Floyd Mayweather
Floyd Mayweather, Jr. of the U.S. celebrates after defeating Manny Pacquiao of the Philippines in their welterweight WBO, WBC and WBA (Super) title fight in Las Vegas, May 2, 2015. Reuters

Unprecedented demand caused the delays and outages experienced by countless fans who tried to order Floyd Mayweather and Manny Pacquiao’s boxing match Saturday night on pay-per-view, an HBO executive said Sunday. Customers across nearly every major American city and cable provider experienced issues that led HBO and Showtime to delay their joint broadcast by approximately 45 minutes.

"We were able to take a deep breath, slow things down and allow fans' orders to be processed in an orderly manner so that people could enjoy the fight they waited for for five years,” HBO pay-per-view executive Mark Taffet told the New York Daily News. “It was simply an unprecedented number of fans buying more amounts than we've ever seen in PPV history. So we had to slow down the telecast in order for orders to be processed."

Would-be buyers experienced technical issues in Los Angeles, Chicago, Las Vegas and several other cities. DirecTV, Time Warner Cable and Dish Network each engaged on Twitter with users who took to social media to report problems. An initial Associated Press report suggested the glitches were related to the fight’s standard definition broadcast.

HBO fight announcer Jim Lampley later said the pay-per-view issues were the result of “electronic overload.” In-ring announcer Michael Buffer was instructed not to proceed with the show until the pay-per-view providers could catch up with order demand.

"The consumer demand for this fight far exceeded not only anything we've seen but frankly anything we expected," Taffet told the New York Daily News.

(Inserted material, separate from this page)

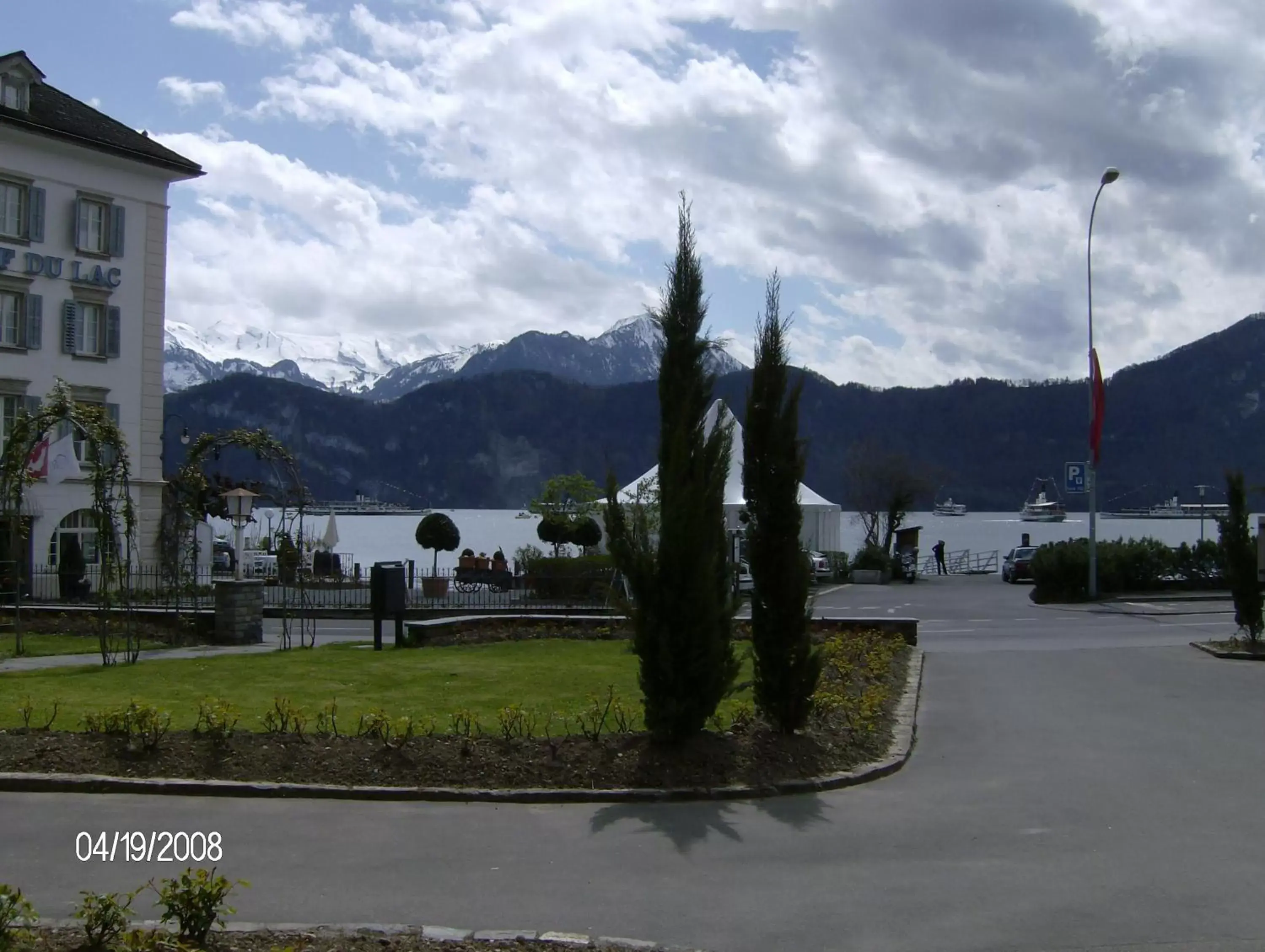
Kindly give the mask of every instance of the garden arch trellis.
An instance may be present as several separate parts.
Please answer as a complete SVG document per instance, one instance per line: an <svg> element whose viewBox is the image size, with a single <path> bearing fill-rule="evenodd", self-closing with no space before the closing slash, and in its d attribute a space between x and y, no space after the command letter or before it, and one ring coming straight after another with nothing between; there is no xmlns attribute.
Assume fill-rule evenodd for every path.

Boxing’s previous record for most pay-per-view buys was 2.48 million, set in 2007 when Mayweather fought Oscar De La Hoya. Prefight estimates said the Mayweather-Pacquiao fight would surpass 3 million buys, ESPN reported. Exact figures on pay-per-view demand won’t be available until next week. The bout was expected to produce more than $400 million in revenue, also a boxing record.

Mayweather defeated Pacquiao in a unanimous decision to remain undefeated. The 48-0 boxer said he plans to retire after his contractually obligated final bout in September.